Diet sehat, ini 9 jenis inisiatif yang mana populer kemudian aman ini

Ibukota Indonesia – Melindungi pola makan segar pada saat ini berubah menjadi gaya hidup yang tersebut semakin populer, seiring meningkatnya kesadaran akan pentingnya kesehatan tubuh. Beragam jenis kegiatan diet segar pun bermunculan, tiap-tiap menawarkan faedah serta pendekatan yang digunakan berbeda sesuai keinginan individu.
Mulai dari diet mediterania yang dimaksud kaya akan lemak sehat, hingga diet besar protein seperti diet paleo semua inisiatif ini memiliki tujuan yang dimaksud sama, yakni membantu tubuh permanen bugar, menurunkan berat badan, dan juga mengurangi beraneka penyakit kronis.
Namun, sebelum memilih jenis diet yang tepat, penting untuk mengerti karakteristik juga khasiat masing-masing pola makan ini agar hasil yang tersebut diperoleh dapat maksimal juga berkelanjutan.
Lantas apa sekadar jenis-jenis diet segar yang mana baik serta populer? Berikut ini adalah daftar-nya yang dimaksud telah dilakukan dilansir dari bervariasi sumber kesehatan.

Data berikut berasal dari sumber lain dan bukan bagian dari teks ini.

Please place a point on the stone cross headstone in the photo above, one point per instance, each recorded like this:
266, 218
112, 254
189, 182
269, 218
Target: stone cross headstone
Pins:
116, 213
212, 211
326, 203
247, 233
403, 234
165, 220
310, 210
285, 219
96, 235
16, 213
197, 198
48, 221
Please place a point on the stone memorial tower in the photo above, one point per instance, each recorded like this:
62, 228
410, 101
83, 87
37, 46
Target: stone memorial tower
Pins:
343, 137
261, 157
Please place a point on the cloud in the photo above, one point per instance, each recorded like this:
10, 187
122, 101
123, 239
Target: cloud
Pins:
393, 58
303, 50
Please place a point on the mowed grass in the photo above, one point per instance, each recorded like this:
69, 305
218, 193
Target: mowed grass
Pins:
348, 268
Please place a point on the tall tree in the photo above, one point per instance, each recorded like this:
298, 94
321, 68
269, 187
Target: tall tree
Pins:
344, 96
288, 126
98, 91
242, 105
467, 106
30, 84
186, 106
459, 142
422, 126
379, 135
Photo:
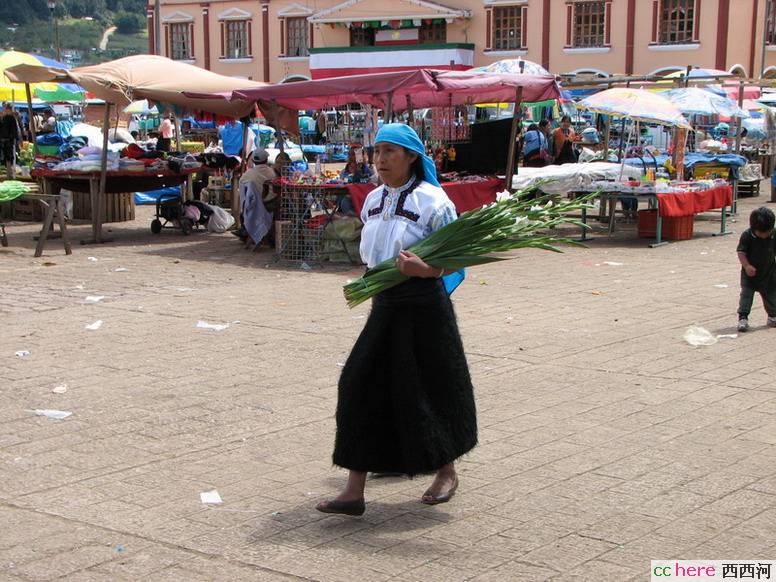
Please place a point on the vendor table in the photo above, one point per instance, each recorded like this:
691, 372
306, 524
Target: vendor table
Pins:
669, 204
465, 195
115, 182
306, 210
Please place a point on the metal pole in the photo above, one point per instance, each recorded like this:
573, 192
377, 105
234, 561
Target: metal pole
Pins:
510, 169
766, 27
97, 207
739, 127
31, 116
157, 32
56, 34
388, 113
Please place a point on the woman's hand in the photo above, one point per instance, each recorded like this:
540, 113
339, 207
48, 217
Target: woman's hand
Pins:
412, 265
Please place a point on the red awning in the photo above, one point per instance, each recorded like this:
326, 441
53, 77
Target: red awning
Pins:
424, 87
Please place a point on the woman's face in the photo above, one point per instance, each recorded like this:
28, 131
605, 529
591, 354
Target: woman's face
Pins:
393, 163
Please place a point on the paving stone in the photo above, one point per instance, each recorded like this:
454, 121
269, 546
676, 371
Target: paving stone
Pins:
605, 441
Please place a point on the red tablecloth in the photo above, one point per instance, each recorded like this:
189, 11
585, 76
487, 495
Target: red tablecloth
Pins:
688, 203
465, 195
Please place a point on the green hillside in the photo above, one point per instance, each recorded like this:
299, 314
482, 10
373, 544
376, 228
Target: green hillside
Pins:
27, 25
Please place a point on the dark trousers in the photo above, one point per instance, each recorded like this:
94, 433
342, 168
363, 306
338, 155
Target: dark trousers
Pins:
747, 298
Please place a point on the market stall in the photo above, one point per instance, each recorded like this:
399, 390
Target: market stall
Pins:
407, 91
157, 79
671, 206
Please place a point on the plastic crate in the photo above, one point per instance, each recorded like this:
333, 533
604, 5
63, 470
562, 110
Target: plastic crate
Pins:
674, 228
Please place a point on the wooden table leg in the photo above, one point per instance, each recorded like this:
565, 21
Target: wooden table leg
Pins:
612, 211
96, 204
46, 227
60, 207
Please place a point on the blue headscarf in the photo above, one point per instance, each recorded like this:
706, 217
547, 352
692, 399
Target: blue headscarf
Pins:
405, 136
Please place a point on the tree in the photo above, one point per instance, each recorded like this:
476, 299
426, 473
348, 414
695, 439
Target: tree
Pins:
127, 23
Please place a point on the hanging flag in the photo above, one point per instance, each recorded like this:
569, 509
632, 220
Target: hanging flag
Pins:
396, 37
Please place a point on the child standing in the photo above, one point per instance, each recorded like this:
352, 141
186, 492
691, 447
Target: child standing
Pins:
757, 254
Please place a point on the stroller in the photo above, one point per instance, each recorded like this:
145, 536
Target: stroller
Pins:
177, 214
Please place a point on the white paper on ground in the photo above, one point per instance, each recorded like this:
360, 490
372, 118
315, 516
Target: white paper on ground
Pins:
55, 414
214, 326
211, 497
699, 336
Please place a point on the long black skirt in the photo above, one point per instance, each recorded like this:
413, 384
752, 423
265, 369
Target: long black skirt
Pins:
405, 401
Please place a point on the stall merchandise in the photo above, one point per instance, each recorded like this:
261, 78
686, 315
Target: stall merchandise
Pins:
731, 162
559, 180
669, 200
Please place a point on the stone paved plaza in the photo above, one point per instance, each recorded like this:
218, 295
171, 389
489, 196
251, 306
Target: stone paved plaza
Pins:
605, 439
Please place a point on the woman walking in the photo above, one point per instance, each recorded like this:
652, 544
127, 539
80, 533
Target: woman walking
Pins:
405, 398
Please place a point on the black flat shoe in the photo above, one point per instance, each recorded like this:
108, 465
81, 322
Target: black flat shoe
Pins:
355, 508
431, 499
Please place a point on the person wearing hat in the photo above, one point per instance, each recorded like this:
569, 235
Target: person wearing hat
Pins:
10, 140
259, 177
260, 174
405, 401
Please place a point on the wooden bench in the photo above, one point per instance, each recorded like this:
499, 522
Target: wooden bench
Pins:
53, 208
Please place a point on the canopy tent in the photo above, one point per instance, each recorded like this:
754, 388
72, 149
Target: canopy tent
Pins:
514, 67
151, 77
46, 91
141, 107
696, 101
397, 90
635, 104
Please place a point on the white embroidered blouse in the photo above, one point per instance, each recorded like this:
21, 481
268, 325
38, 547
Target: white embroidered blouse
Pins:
397, 218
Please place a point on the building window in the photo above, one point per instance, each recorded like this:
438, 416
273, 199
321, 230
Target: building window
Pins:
362, 36
589, 24
237, 42
507, 28
435, 32
296, 33
180, 41
677, 21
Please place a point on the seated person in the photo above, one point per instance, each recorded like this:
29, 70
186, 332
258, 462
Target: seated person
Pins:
260, 174
255, 221
355, 172
535, 152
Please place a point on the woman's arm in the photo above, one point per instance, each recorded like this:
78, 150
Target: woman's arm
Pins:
412, 265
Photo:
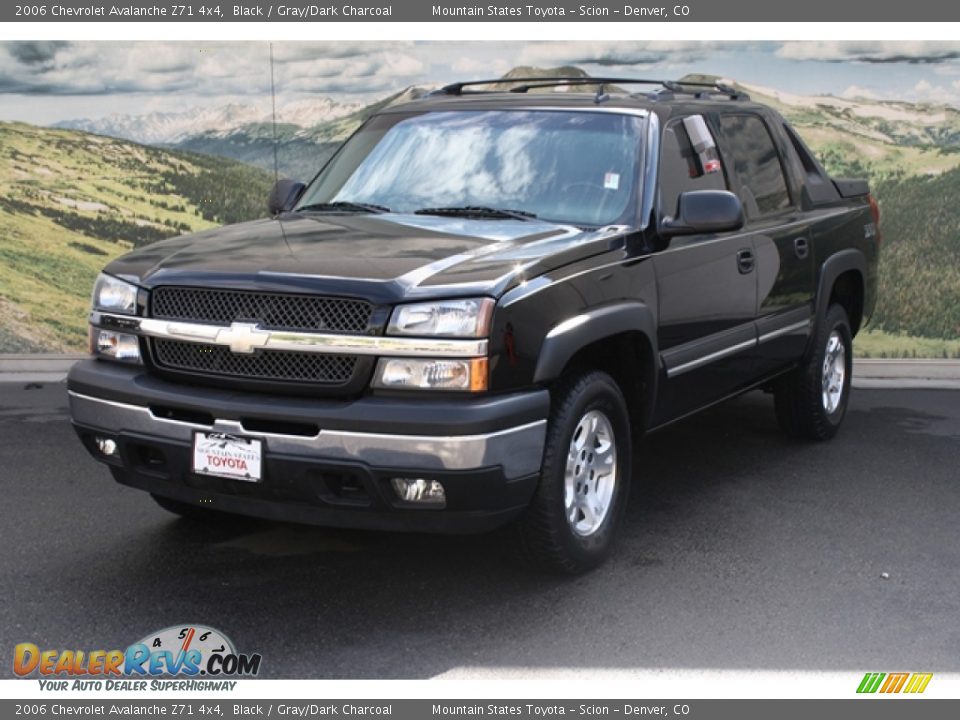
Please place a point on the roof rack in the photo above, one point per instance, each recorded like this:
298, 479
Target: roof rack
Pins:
525, 84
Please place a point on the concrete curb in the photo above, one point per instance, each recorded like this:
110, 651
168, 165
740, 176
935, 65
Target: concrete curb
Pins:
867, 372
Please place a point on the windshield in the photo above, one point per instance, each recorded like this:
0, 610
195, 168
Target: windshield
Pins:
561, 166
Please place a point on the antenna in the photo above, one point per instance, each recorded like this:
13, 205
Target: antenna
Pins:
273, 101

Jenis-jenis diet fit yang tersebut populer
1. Diet mediterania
Sesuai dengan namanya, diet ini terinspirasi dari pola makan komunitas di wilayah sekitar Laut Mediterania. Ciri khasnya terletak pada konsumsi lebih tinggi kacang-kacangan, sayur-mayur, juga buah-buahan segar.

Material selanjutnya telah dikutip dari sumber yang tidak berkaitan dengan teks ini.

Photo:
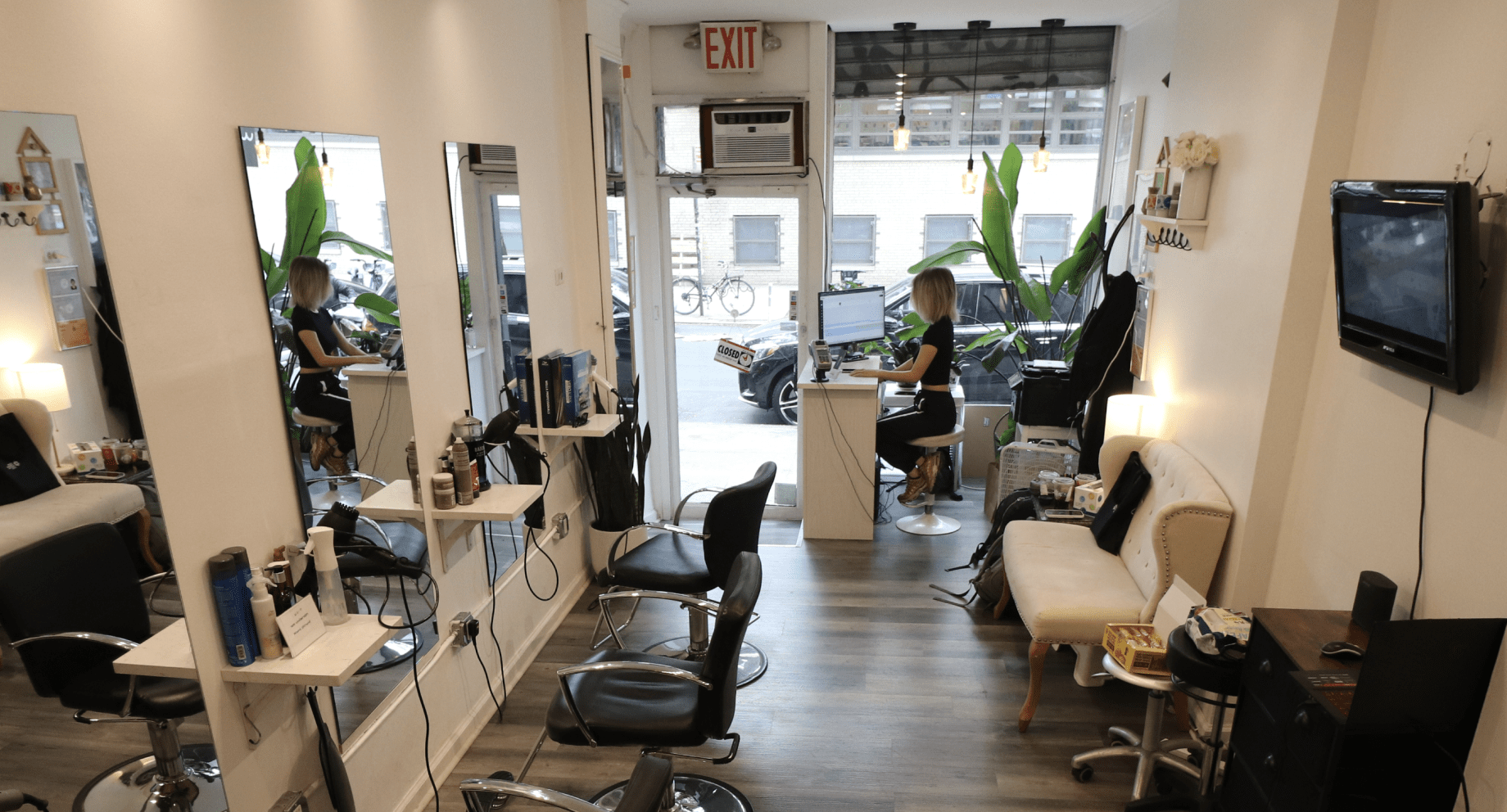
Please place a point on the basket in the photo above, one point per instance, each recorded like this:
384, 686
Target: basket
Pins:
1137, 647
1021, 462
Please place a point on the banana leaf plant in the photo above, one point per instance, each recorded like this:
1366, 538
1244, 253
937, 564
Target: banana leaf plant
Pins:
998, 246
305, 234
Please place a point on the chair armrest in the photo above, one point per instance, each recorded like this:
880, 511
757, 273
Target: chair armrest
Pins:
622, 665
86, 636
475, 792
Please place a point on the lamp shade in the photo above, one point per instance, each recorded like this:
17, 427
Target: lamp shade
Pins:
46, 383
1135, 415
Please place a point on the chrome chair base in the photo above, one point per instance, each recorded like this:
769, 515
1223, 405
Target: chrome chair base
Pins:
929, 525
133, 787
753, 663
692, 794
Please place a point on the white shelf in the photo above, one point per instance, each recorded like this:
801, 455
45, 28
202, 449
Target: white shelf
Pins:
599, 425
163, 654
330, 661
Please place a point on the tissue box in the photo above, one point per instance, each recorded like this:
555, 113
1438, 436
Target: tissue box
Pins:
1090, 498
86, 457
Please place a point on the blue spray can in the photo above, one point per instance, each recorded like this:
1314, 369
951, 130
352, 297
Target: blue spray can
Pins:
234, 611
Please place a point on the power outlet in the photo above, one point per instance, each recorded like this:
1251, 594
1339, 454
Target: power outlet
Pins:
464, 627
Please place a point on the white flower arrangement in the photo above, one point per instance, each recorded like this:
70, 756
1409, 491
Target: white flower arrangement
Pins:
1194, 150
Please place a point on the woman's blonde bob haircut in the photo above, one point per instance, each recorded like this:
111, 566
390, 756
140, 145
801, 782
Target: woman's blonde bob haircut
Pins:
310, 282
933, 294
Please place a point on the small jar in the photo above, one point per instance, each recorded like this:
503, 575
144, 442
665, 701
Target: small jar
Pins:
443, 491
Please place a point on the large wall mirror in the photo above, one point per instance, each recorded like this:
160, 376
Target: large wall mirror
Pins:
66, 383
326, 259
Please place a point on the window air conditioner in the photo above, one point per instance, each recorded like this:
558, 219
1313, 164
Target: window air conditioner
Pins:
735, 136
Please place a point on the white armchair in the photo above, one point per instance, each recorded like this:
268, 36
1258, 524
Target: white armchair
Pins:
1067, 588
59, 509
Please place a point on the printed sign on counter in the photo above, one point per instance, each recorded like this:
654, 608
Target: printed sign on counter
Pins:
735, 354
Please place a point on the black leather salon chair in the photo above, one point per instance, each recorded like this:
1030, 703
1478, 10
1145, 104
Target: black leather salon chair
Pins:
1212, 681
694, 562
626, 698
71, 606
649, 790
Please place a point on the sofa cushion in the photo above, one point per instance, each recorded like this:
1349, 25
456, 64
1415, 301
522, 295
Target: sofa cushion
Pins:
66, 508
1066, 588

Tak belaka itu, diet ini juga menyertakan barang olahan susu seperti yoghurt juga keju, dan juga ikan kemudian daging unggas di jumlah keseluruhan sedang. Minyak zaitun bermetamorfosis menjadi unsur utama pada pengolahan makanan, menggantikan lemak jenuh dari sumber lain.
2. Diet paleo
Diet paleo didasarkan pada jenis makanan yang dimaksud diperkirakan dikonsumsi manusia zaman prasejarah, khususnya era Paleolitikum. Pola makannya mencakup daging tanpa lemak, ikan, telur, buah-buahan, sayuran, dan juga kacang-kacangan yang mana berprotein tinggi. Manfaat dari pola makan ini antara lain membantu menjaga berat badan kekal ideal dan juga menurunkan risiko penyakit jantung.
3. Diet vegan
Pola makan vegan sepenuhnya menjauhi konsumsi hasil hewani, diantaranya turunannya seperti susu, telur, madu, gelatin, dan juga whey. Beberapa penelitian menyatakan bahwa diet vegan efektif pada menurunkan berat badan lantaran masukan makanan yang dimaksud tinggi serat lalu rendah lemak, sehingga menyebabkan rasa kenyang bertahan lebih banyak lama.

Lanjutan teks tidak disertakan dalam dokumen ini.